Red Stitch revisits a classic

To celebrate its 10-year anniversary, the Red Stitch theatre company this week resurrects a hit from its 2002 debut season, Howie the Rookie.

Playwright Mark O’Rowe’s modern Irish classic was nominated for a slew of awards when it was first staged, including the Green Room Award for Best Production. This new Greg Carroll-directed production features Red Stitch ensemble member Timothy Ross as the Rookie Lee alongside guest actor Paul Ashcroft as Howie Lee.

The two play feuding Irish rogues in a two-hander with a difference.

“It’s pretty much two one-man shows. Paul is on first for 45 minutes, then after interval I come on for the last 45,” Ross explained.

“It’s set in the streets of Dublin, and they’re both pretty rough young guys.

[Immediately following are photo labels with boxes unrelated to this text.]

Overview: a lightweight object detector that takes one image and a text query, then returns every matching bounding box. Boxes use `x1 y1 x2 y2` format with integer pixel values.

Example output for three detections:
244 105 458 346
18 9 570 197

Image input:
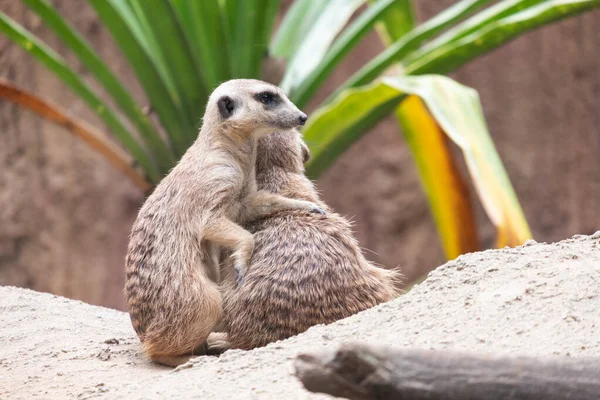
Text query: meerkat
124 80 324 366
208 132 401 353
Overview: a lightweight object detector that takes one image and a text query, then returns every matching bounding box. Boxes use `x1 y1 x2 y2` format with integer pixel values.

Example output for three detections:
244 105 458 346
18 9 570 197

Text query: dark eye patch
254 92 279 105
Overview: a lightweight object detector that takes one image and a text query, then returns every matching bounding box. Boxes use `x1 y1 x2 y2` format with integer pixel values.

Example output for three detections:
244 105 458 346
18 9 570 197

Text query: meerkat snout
207 79 308 138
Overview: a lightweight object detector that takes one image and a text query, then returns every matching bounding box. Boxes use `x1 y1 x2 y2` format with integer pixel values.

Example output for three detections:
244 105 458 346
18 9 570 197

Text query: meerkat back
223 132 401 349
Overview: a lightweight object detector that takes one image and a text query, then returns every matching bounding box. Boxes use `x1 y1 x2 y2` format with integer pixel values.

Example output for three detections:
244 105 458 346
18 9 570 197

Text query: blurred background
0 0 600 309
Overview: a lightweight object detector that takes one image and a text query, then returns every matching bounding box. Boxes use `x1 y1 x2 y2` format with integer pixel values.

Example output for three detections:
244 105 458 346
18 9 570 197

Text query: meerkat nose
298 113 308 125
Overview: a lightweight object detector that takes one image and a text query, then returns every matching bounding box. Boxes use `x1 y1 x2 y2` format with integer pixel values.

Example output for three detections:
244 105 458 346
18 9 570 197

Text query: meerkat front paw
233 260 246 286
302 201 327 215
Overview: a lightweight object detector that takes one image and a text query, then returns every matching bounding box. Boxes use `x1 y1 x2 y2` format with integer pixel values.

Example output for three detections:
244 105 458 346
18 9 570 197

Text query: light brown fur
216 133 401 352
125 80 318 365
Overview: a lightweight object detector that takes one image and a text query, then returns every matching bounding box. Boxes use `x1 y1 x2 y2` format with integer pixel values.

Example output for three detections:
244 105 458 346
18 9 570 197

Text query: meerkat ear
302 142 310 164
217 96 235 119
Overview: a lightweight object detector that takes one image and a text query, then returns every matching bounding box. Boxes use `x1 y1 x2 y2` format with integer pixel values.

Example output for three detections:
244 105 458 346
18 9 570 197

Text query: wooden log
295 343 600 400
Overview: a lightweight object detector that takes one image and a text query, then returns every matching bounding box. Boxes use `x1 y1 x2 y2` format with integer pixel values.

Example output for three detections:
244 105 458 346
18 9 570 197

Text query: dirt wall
0 0 600 308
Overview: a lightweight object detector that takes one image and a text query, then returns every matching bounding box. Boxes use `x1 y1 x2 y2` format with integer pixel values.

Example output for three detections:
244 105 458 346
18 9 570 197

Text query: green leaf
230 0 260 78
405 0 600 75
370 0 415 46
173 0 232 91
0 12 159 182
395 95 480 260
402 0 546 65
290 0 404 108
304 75 531 245
251 0 279 78
327 0 490 97
89 0 196 157
270 0 327 60
302 82 405 178
279 0 365 93
128 0 208 138
23 0 174 171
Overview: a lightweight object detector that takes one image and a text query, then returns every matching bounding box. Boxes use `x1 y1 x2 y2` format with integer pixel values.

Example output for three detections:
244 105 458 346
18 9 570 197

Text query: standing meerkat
208 132 401 352
125 80 324 365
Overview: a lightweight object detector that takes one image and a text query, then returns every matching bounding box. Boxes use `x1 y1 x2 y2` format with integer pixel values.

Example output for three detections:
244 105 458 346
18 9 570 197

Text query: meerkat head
204 79 307 138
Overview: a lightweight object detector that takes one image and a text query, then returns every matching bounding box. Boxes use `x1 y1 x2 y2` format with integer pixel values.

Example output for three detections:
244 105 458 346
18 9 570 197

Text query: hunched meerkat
208 132 401 353
125 80 324 365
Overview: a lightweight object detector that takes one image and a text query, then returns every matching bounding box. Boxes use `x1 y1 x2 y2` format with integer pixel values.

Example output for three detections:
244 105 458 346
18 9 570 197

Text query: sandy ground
0 231 600 399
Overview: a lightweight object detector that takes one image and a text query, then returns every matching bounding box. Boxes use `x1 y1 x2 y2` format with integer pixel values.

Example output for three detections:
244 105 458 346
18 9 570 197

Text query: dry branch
0 79 151 193
295 343 600 400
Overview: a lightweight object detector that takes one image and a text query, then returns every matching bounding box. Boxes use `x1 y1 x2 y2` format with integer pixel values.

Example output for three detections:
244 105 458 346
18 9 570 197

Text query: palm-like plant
0 0 600 258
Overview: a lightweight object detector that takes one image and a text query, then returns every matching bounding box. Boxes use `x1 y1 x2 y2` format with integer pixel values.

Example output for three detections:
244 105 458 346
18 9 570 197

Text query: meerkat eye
256 92 277 104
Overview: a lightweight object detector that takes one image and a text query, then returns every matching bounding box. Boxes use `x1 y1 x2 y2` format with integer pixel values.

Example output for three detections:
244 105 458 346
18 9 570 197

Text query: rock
0 236 600 399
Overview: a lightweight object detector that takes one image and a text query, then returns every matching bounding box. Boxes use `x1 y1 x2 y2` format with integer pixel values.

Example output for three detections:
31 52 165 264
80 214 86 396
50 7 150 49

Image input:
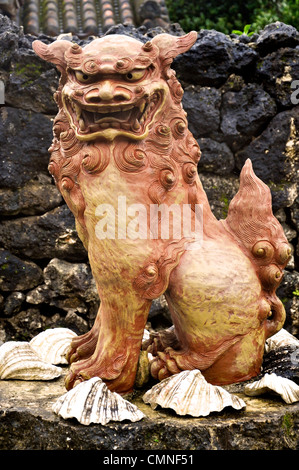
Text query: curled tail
222 159 291 337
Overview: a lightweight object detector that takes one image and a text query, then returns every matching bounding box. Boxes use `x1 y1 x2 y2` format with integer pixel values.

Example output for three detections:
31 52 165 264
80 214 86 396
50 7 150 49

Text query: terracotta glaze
33 32 291 394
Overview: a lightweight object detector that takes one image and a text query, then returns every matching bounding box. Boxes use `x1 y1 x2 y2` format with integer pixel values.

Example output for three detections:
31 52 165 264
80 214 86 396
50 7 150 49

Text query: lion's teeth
74 103 81 120
132 119 141 131
139 100 145 113
79 118 85 131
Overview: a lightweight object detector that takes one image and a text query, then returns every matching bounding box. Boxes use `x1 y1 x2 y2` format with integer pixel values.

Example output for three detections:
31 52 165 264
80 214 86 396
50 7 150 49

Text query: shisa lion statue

Howie’s much more of a gruff guy who’ll never back down from a fight. My character, the Rookie, is more of a ladies man and doesn’t want anything to do with a fight — when he finds himself in that situation, he quite literally shits himself,” he laughed.

“They’ve always been mates, these two, until Howie and his mates find out that they’ve got scabies. They’re pretty sure they got it off the Rookie, so they set out to beat him up.”

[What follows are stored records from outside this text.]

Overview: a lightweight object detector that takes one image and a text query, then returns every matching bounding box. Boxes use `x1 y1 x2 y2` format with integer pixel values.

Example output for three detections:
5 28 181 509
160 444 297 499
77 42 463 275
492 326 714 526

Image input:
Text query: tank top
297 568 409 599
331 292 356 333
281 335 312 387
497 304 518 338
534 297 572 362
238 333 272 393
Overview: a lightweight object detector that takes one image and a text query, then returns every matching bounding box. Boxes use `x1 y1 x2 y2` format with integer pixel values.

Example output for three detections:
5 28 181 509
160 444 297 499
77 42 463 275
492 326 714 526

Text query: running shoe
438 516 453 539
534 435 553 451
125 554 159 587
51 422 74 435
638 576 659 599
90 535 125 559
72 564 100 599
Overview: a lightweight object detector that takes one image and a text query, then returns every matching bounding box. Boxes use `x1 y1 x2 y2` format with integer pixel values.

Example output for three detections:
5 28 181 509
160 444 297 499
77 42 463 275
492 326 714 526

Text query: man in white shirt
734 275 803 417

While Ross has had experience mastering the Irish accent required for his role, he said O’Rowe’s dialogue, which has seen the playwright compared to talents as diverse as Shakespeare and Tarantino, presented new challenges.

“It’s very slang Irish talk, and there are words in there I’d never heard before. It’s been a bit of a challenge.

“But even more of a challenge is the directness with which it’s addressed to the audience — we’re really standing there eyeballing the crowd as we talk. I’ve never done anything like this before.”

But Ross’s bio states that before moving to Melbourne to enrol in the drama course at the Victorian College of the Arts, he performed stand-up comedy in his hometown of Adelaide. Surely this experience would hold him in good stead when performing a monologue?

“The funny thing is, I never really got nervous doing stand-up — from the first time I grabbed the microphone I felt this sense of ease come over me. But I have a nervous feeling about this, because it’s so confronting to be standing there, just eyeballing the audience for 45 minutes.”

Howie the Rookie has been almost universally acclaimed by critics for its edgy, sometimes crude humour — The Herald Sun went as far as to call it “pants-wettingly funny”.

“The language is so rich — so poetic and musical,” Ross said. “I don’t think there are many people who can write 45-minute monologues and really engage the audience for the whole time.”